休職の流れ・・・手続き

休職を決意したとき、気になるのが今後の見通し。中でもあまり知られていない「休職手続きの具体的な流れ」について、詳しく追っていきましょう。


必要な書類
 休職に必要な書類は大きく2つに分けられます。1つは「会社に休職を申請する書類」、もう1つは「傷病手当金を申請する書類」です。

1)休職申請に必要な書類

  • 休職願(会社の様式に従う。無い場合もある)

  • 医師の診断書(会社から請求があった場合)

会社の人事部門に提出します。

2)傷病手当金申請に必要な書類

  • 健康保険傷病手当金請求書
    (初回申請時添付書類:欠勤した最初の月とその前月の出勤簿および賃金台帳の写し)
    (最終回申請時添付書類:欠勤最終日を含む月の賃金台帳の写し)

こちらは所轄の社会保険事務所または健康保険組合に毎月一回提出します。


休職までの流れ
 休職を決意したら、まず職場の上司に相談しましょう。言葉を濁さず、「うつ病と診断されたため、休職したい」とハッキリ伝えるのが良いでしょう。会社に専属の産業医がいる場合、改めて産業医の診察が必要かもしれません。その場合は指示通り受診しましょう。
 上司から休職の了承を受けた段階で、上記書類を提出するよう指示されるはず。必要事項を記入し、忘れずに提出してください。特に、傷病手当金関連の書類は休職中の収入を左右する大事なもの。もし手元に届かないなら、上司または会社の健康保険組合に遠慮なく請求して大丈夫です。
 以上の手続きが終われば休職期間の始まりです。思う存分寝て、失ったエネルギーを少しずつ取り戻していきましょう。


傷病手当金の支給について
 休職に入って初めの3日間は「待機期間」とされ、手当の支給はありません。実際に支給されるのは4日目から復職の前日までの間で、1ヶ月ごとにまとめて振り込まれます。

給付額は
     標準報酬日額×0.6×1ヵ月の日数(土日祝日を含む)
月額にして、今までの給与の約6割くらいと考えておけば間違いありません。

 傷病手当金申請書は毎月一回提出します。医師が病状を記入する欄がある場合、通院時に忘れずに持参し、記入してもらった上で提出してください。
 初回の申請後、振り込みまでは通常約1ヶ月。その間の生活費は、貯金でなんとかやりくりしましょう。
 なお、手当受給期間中も健康保険の支払いは続きますのでご注意を。一方、雇用保険は休職期間中は支払いが免除されますが、会社によってはいったん月ごとに天引き徴収した上で年末に調整・返還される場合があります。これらの事情をふまえて資金計画を練りましょう。

また、会社が所属している保険組合によっては

  • 傷病手当附加金…傷病手当に加えて割り増しのお金がもらえる

  • 延長傷病手当附加金…傷病手当金が1年6ヶ月で切れた後ももらえる

の制度があり、その場合はさらに手厚い給付を受けられます。詳しくは会社の健康保険組合窓口へ。


休職期間満了で退職となった場合
 就業規則に定められた休職期間が過ぎても病状が回復せず、勤務に復帰できない場合はどうなるのでしょうか。大抵の場合は、休職期間満了時を雇用契約満了扱いとし、休職期間終了と同時に自動退職となるケースが多いようです。ただし細かい規則は会社によってまちまちなので、必ず会社の就業規則を確認してください。
 もしも退職になってしまっても、企業の健康保険に2ヶ月以上加入していれば、傷病手当金を期間満了(1年6ヶ月)まで継続してもらい続けることができます。継続受給の条件・手続きは以下の通りです。
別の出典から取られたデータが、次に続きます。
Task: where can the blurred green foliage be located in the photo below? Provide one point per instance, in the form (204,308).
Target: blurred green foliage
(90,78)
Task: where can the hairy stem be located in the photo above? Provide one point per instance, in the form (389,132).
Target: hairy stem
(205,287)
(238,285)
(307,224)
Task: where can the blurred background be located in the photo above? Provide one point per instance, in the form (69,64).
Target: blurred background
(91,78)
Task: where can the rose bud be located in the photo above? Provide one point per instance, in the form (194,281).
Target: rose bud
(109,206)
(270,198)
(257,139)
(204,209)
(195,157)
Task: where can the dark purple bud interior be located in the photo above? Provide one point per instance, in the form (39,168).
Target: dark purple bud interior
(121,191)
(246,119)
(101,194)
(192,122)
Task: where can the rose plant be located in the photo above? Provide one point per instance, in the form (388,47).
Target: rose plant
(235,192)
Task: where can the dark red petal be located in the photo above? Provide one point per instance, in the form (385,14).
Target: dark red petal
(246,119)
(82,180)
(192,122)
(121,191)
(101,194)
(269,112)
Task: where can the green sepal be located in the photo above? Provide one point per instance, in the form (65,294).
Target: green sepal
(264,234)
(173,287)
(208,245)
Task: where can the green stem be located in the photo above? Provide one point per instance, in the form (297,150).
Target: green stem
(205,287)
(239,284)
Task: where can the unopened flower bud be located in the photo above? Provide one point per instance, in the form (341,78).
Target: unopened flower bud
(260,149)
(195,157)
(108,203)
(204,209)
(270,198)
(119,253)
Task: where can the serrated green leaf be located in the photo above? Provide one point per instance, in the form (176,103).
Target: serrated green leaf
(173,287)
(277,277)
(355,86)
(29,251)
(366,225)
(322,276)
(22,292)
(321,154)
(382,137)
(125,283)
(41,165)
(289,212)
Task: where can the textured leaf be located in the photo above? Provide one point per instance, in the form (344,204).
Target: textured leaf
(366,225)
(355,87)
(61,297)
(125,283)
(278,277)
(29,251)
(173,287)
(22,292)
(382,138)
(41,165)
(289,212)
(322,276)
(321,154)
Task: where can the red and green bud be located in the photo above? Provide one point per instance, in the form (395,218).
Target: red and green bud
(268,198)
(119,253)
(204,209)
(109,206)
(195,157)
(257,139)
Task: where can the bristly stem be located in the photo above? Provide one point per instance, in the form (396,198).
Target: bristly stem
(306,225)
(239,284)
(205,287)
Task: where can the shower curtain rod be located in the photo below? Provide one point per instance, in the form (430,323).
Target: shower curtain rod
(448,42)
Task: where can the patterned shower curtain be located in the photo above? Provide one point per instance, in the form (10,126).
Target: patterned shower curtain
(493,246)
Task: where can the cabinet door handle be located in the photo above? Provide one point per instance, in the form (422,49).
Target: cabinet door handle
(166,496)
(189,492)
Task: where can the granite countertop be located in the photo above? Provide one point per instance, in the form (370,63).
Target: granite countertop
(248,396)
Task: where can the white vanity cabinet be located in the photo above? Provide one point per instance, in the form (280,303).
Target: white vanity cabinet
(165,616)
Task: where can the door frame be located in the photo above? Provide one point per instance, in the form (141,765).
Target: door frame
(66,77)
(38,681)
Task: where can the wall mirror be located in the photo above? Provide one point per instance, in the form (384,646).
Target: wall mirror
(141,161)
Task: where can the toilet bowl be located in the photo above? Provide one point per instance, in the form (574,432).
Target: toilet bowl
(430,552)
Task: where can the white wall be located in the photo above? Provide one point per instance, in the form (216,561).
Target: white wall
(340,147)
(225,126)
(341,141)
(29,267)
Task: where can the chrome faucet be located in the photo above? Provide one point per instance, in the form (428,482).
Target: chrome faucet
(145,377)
休職中に受給開始した傷病手当金を、退職後も継続受給する際の必要条件200612月現在)

  • 勤めていた企業の健康保険に1年以上加入していた
     →特別な手続きは不要

  • 2ヶ月以上1年未満加入していた
     →退職時または退職後20日以内に健康保険の任意継続手続きをとり、引き続き保険料を払う

 

加入2ヶ月未満の場合、継続受給はできないので注意してください。
なお2007年4月1日に健康保険法が改正され、傷病手当金の支給条件が一部変更されます。詳しくは会社の健康保険組合または地域の社会保険相談窓口にお問い合わせ下さい。